KR102109630B1 - Linear guideway capable of detecting abnormal circulation state - Google Patents

Abstract

The present invention relates to a linear guideway comprising a rail and a sliding block. The sliding block is installed on the rail to form a single load passage between the rail and the sliding block. The sliding block has two rows of non-load passages. Each non-load passage penetrates two opposite end surfaces of the sliding block, and force sensors are installed on both ends of each non-load passage. Also, end covers are installed on the two opposite end surfaces of the sliding block, and each end cover has two rows of circulation grooves. Each circulation groove is meshed with one end of the non-load passages and the load passage, and the three collectively form a single circulation passage for balls to run. The linear guideway of the present invention uses the force sensors to sense a situation in which both ends of the non-load passages receive a force when colliding by the balls to determine the existence of a situation where the balls are abnormally pressed.

Description

LINEAR GUIDEWAY CAPABLE OF DETECTING ABNORMAL CIRCULATION STATE}

The present invention relates to a linear guideway, and more particularly, to a linear guideway capable of detecting a return abnormality.

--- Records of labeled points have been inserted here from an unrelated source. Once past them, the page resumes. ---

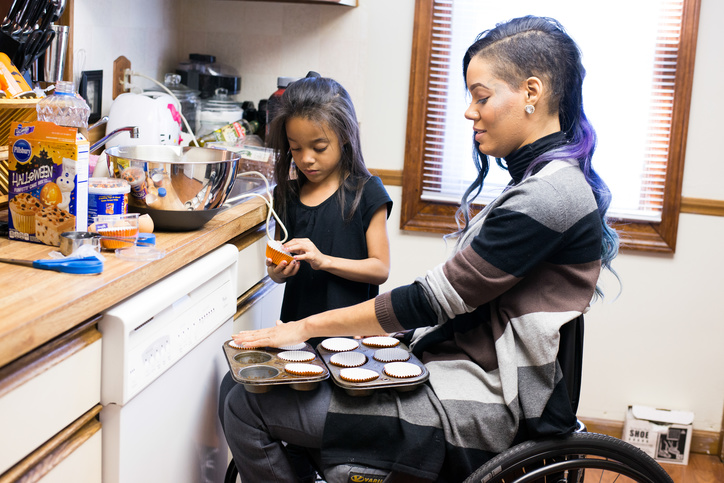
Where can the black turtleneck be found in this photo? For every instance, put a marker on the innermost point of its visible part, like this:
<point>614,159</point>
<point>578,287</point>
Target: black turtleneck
<point>519,160</point>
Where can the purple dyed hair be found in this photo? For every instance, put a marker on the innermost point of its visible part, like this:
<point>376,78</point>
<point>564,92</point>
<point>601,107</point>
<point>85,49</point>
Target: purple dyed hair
<point>539,46</point>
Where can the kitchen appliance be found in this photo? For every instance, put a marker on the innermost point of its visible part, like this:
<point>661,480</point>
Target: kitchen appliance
<point>218,111</point>
<point>162,364</point>
<point>174,183</point>
<point>156,115</point>
<point>188,98</point>
<point>203,73</point>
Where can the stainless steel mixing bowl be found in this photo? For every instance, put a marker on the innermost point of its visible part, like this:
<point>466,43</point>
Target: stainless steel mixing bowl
<point>180,187</point>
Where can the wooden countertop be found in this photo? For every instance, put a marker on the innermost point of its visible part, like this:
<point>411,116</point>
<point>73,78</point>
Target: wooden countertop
<point>38,305</point>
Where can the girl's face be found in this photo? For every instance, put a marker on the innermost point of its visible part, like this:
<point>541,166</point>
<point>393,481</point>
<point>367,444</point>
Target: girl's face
<point>497,112</point>
<point>315,149</point>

Conventional linear guideways include rails and sliding blocks that are slidingly installed on rails, of which end covers are installed at both ends of the front and rear sides of the sliding block, and a plurality of rails, sliding blocks, and the two end covers are jointly provided. The ball forms a pair of circulation passages for driving.

In order to ensure the smooth running of the ball, a prior art has already been disclosed that detects whether a reflux abnormality is detected using different types of sensors. For example, the German patent DE19713688B4 installs a sensor in the load passage to detect the travel distance of a sliding block or nut, and the German patent DE102016205575A1 installs a sensor for detecting the preload to the cantilever arm portion of the load path. However, since there is a preload between the sliding block and the rail, basically, the problem that the ball is caught in the load path does not easily occur. Therefore, when the sensor is installed in the load path as in the above-mentioned two patents, it is difficult to immediately detect the situation in which reflux abnormality occurs.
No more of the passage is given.